I thought he seemed like a generous and nice person that opened his home (during Christmas) to the enlisted men in the Marines. His reputation preceded his actions in combat. One of his honorable traits was that he didn’t accept any privileges that were an entitlement unless the same was served to his men. It’s a shame that someone of his caliber was released unjustly on the basis that the Marines faulted him for “being fatigued beyond normal” and “not employing the regiment to its fullest combat potential.” Doesn’t appear to be a legitimate excuse.

Thursday, November 6, 2008

Diamonds in the data mine by Gary Loveman

Harrah’s motto is” if your service can persuade one customer to make one more visit a year with us, you’ve had a good shift. If you can pursue three, you’ve had a great shift.” Their objective is to deliver excellent service from every angle and every department that contributes to the success of the company. No one is left or is expected to perform any less. Although most of their customer walking into Harrahs doesn’t fit the traditional profile of a high roller, their goal (nonetheless) is to target every customer and makes sure they feel special through recognition and great customer service.

Currently, Harrah’s technique to increase customer loyalty is utilized with two distinctive, well thought-out methods: first, through the use of database marketing to widen the gap between casinos that operates based on their customer incentives rather than intuition and evidence. Second the focus is to be on great service that the consumers expect. Fine tuning service-delivery strategies keep customers coming back. Their philosophy is “if you build it, they will come.” I thought the general shift in culture after Gary Loveman stepped on board was very effective. His promoted and encouraged the idea to make sure their regular customers are more than satisfied. Only then can they attract new customers by maintaining the ones that remained with us from the beginning.

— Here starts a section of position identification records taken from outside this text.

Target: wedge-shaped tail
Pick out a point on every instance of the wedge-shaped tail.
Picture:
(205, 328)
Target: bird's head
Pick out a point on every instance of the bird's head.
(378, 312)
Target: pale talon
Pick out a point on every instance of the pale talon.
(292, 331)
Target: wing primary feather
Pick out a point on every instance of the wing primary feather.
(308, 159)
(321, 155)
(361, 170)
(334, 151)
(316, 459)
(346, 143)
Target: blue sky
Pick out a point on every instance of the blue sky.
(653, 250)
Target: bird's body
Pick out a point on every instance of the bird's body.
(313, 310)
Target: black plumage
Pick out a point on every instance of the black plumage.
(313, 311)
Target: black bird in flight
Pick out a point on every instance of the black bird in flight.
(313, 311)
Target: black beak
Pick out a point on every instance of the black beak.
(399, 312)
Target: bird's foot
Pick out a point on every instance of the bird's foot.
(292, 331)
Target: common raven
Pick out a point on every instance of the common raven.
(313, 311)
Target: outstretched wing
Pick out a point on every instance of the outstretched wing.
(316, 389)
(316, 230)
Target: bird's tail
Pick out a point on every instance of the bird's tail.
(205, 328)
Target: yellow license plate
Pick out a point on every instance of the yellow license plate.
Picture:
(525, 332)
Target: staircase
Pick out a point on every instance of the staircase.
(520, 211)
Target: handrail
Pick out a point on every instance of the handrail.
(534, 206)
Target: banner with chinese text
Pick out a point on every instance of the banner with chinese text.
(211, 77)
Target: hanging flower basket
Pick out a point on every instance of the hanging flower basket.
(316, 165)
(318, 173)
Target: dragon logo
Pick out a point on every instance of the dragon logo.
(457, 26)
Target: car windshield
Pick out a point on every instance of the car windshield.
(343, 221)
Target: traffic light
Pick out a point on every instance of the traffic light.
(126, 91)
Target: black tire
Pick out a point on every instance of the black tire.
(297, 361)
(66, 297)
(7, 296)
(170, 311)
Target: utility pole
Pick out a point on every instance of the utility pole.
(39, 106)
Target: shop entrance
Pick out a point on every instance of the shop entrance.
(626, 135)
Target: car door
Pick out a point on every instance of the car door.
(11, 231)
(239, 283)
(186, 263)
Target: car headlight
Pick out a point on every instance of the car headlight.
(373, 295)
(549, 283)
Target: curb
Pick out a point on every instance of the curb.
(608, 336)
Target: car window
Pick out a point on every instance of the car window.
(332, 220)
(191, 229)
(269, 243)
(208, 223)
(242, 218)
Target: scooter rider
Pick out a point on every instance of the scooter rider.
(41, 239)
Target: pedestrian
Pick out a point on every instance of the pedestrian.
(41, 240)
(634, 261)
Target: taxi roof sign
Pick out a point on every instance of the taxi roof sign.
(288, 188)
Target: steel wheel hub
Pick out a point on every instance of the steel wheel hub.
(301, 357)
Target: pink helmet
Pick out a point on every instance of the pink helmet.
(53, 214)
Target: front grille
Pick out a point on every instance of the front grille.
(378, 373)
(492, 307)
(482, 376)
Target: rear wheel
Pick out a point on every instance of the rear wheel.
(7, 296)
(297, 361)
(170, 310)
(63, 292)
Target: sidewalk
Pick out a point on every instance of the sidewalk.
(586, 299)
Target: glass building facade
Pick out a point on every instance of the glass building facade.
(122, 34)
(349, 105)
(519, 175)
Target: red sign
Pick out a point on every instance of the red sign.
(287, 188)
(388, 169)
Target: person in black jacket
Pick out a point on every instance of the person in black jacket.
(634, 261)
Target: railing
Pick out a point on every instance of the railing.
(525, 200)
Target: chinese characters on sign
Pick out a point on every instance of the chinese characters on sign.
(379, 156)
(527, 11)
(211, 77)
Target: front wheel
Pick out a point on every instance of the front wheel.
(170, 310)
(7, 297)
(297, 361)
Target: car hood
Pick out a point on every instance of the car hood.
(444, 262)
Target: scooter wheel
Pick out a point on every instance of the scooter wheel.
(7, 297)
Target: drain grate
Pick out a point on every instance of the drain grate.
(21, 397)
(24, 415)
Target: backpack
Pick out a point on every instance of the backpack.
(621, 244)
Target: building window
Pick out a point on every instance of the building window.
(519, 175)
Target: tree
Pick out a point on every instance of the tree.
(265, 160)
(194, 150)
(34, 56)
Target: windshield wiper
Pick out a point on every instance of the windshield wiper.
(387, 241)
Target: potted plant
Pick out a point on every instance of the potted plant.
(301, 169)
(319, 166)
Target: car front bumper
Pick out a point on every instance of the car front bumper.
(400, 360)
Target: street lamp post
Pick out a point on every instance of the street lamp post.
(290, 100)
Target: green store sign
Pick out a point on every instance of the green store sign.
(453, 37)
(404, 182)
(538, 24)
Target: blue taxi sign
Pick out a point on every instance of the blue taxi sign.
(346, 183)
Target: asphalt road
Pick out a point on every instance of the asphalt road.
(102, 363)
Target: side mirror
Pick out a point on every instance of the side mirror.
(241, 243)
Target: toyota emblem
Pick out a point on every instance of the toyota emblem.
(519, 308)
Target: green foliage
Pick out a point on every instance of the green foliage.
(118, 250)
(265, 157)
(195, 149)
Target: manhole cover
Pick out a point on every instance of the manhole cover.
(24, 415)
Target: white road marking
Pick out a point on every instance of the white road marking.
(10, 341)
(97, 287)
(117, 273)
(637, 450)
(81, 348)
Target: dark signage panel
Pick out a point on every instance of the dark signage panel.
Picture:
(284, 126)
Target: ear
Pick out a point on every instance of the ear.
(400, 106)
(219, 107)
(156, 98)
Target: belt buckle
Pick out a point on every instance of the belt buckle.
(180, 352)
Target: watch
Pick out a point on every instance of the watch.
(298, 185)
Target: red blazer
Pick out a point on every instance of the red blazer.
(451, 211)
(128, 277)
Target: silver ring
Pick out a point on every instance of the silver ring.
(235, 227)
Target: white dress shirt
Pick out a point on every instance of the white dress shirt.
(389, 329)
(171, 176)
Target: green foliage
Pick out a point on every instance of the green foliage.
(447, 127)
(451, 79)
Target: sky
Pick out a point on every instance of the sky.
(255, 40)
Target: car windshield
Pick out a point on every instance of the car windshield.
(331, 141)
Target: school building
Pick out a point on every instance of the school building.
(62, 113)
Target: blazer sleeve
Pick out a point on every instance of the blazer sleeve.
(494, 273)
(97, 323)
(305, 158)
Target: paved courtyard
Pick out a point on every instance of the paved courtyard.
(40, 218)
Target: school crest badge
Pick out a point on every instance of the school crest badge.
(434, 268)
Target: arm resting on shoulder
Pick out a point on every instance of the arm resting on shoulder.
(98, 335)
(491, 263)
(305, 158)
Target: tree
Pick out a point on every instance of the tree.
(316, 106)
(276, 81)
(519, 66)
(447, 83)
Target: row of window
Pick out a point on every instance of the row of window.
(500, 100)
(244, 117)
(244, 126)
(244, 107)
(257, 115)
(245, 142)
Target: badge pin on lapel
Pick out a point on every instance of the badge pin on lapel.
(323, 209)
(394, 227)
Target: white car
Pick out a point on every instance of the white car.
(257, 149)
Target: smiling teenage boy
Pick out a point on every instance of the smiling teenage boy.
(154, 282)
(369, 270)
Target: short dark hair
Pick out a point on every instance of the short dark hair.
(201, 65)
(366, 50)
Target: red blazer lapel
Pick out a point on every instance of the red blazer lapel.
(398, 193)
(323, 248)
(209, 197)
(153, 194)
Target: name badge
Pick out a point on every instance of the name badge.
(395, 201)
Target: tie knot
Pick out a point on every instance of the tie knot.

Unlike the other fantasyland LV casinos that focuses more on the attractiveness of their facilities and the luxurious limelight of amenities, Harrah’s didn’t depend heavily on its stores, restaurants, bars or other amenities; they focused more specifically on cultivating lasting relationships with their core customers. Such as slot players, many of which are middle class, everyday “Joe the plumber” type of individuals that just enjoyed playing slot machines after work. It’s their continuous dedication that would lead to greater and more sustainable profit. They did so by providing regular customers with incentives to visit Harrah’s properties throughout the country with the launch of their Total Gold card. The three tiered system adds a motivating element (positive reinforcement) to the system that persuade customers to keep playing.

Understanding the lifetime value of the customers would be a critical marketing strategy to consider by focusing on the potential worth overtime. The hard work of some employees often times go unnoticed, even though they are the frontline representation of your company and the first person to come in contact with your clienteles. Harrah’s new incentive program allows highly dedicated employees to earn extra cash for achieving improved customer service satisfaction scores. A bonus system was implemented for the employees that eradicated the concept of individual competition. They’ve created a system that would encourage teamwork. The reward program depended on everyone’s performance. If one department was lacking in some way or another, employees that are excelling in their areas of expertise would be persuaded to assist and offer their colleagues what they can do to improve.